The Day Jesus Got Mad
Mark 11:15-17
1. PRAYER IS AT THE HEART OF JESUS
The Court of the Gentiles – a walled, marble-paved area adjacent to the south side of the Temple the length of three football fields and around 250 yards wide.
Josephus, a Jewish historian says that during Passover A.D. 65, 255,600 lambs were offered. Each lamb that was sacrifice was offered by no less than 10 people making the population of the Passover celebrants close to 2,600,000 people.
It was at this Temple, the part of the temple called The Royal Porch, which sat on the site of Solomon’s original temple, that King Solomon prayed his prayer of dedication and the glory of the Lord filled the Temple. It was here that the priests could not enter, and all Israel Knelt on the pavement outside as they saw the fire of glory descend on the Temple. This site had been holy ground ever since - for thousands of years!
2 Chronicles 7:1-3 - When Solomon finished praying, fire came down from heaven and consumed the burnt offering and the sacrifices, and the glory of the LORD filled the temple. 2 The priests could not enter the temple of the LORD because the glory of the LORD filled it. 3 When all the Israelites saw the fire coming down and the glory of the LORD above the temple, they knelt on the pavement with their faces to the ground, and they worshipped and gave thanks to the LORD, saying,
“He is good;
His love endures forever.”
It was at this site, 750 years earlier, that Isaiah was caught up in a vision of the sovereign Lord majestically enthroned above him with the train of His robe filling the Temple. It was here that above the Lord, burning seraphim hovered beating the air with one set of wings while covering their faces and feet with the other wings in humble recognition that they were in perfect holiness. As Isaiah watched, he heard them chant to one another, “Holy, holy, holy is the Lord Almighty; the whole earth is full of His glory” (Isaiah 6:1-3).
While the seraphs were chanting, Isaiah tells us that the foundations of the Temple shook as the temple was filled with the smoke of God’s presence.
At the time of Solomon’s prayer, at the time of Isaiah’s vision and every time the glory of the Lord filled the temple Jesus was there! He was there as God. Now here he is as man and what does he find on this holy place? A monstrous desecration of the temple!
It’s no wonder that He was angry. The violence of His clearing the Temple was so great the John tells us that the disciples remembered that it is written: “Zeal for your house will consume me.”
It is with that same zeal that Jesus views the Temple today. Only now He is not looking at the Temple in Jerusalem, He is looking at the Church.
1 Corinthians 3:16 - Don’t you know that you yourselves are God’s temple and that God’s Spirit lives in you?
Matthew 18:20 - For where two or three come together in my name, there am I with them.”
Why did zeal for the temple consume Jesus?
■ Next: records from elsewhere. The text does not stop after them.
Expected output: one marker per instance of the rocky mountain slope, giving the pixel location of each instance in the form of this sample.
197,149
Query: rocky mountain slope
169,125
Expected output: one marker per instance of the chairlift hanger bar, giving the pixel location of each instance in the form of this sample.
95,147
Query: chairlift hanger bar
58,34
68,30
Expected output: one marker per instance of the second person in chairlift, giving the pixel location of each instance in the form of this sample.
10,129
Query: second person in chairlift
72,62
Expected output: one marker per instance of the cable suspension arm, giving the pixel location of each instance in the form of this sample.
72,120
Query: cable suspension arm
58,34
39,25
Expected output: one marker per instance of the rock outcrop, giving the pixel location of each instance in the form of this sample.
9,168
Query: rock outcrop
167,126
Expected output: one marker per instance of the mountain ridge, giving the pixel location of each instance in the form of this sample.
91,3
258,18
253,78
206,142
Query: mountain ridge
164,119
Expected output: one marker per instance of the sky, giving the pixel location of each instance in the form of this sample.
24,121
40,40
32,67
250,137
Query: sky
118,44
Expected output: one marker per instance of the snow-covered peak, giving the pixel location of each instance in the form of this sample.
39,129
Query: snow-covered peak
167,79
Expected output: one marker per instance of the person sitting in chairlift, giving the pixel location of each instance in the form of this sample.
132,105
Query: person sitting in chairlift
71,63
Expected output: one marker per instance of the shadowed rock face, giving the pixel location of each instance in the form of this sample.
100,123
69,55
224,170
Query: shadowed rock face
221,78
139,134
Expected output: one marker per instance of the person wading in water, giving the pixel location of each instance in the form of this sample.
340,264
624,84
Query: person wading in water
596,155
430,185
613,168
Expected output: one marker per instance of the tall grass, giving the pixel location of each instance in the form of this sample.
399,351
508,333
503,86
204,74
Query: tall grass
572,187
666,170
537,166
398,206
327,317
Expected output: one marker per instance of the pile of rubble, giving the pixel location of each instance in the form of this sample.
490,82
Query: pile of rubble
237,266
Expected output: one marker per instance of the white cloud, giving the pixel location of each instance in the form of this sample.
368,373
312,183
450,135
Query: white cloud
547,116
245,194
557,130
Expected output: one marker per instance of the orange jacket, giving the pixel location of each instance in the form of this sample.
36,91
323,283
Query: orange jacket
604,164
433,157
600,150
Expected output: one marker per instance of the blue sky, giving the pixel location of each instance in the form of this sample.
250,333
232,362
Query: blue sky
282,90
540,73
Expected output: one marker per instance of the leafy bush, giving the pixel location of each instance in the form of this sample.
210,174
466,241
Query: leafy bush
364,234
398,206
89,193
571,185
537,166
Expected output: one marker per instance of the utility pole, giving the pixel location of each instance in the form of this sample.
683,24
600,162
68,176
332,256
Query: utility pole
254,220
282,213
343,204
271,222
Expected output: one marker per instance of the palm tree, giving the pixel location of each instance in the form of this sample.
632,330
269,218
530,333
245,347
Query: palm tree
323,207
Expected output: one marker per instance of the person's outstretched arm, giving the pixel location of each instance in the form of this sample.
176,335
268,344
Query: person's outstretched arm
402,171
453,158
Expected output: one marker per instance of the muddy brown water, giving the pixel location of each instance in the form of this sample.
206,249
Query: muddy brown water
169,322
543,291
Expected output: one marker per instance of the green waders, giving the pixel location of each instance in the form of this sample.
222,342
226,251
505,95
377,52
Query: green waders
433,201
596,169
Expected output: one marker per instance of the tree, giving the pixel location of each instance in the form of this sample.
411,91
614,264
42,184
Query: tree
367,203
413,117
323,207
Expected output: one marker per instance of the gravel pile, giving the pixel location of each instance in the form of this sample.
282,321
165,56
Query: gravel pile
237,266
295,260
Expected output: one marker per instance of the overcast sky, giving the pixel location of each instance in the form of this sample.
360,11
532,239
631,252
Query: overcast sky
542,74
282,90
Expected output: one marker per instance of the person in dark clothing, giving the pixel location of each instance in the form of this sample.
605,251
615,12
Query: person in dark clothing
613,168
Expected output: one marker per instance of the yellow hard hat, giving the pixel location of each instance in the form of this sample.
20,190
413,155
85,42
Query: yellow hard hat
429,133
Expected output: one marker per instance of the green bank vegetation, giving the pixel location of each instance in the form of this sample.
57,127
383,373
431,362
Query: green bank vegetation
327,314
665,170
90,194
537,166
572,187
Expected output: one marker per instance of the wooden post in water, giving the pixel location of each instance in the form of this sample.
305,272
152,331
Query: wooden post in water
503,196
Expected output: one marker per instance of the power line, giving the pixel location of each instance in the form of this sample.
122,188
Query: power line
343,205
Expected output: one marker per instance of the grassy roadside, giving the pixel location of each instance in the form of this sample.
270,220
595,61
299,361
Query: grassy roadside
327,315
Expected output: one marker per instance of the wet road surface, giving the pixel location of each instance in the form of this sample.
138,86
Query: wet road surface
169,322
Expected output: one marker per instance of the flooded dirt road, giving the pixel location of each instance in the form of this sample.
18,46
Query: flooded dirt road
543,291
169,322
A. God’s Glory dwelt there.
John 17:20-23 - “My prayer is not for them alone. I pray also for those who will believe in me through their message, 21 that all of them may be one, Father, just as you are in me and I am in you. May they also be in us so that the world may believe that you have sent me. 22 I have given them the glory that you gave me, that they may be one as we are one: 23 I in them and you in me.
B. It Was Holy Ground
1 Peter 2:9 - But you are a chosen people, a royal priesthood, a holy nation, a people belonging to God, that you may declare the praises of him who called you out of darkness into his wonderful light.
We have a mandate from our savior to be a people of prayer.
His zeal for prayer in God’s house is not just a zeal for worship. He has a zeal for prayer in our lives individually and corporately because of what He knows that prayer accomplishes.
We can have the biggest building, the hottest music, the best programs, awesome preaching, great children’s programs and a cappuccino bar! And our church will grow! But without a people devoted to prayer, it will all be worthless!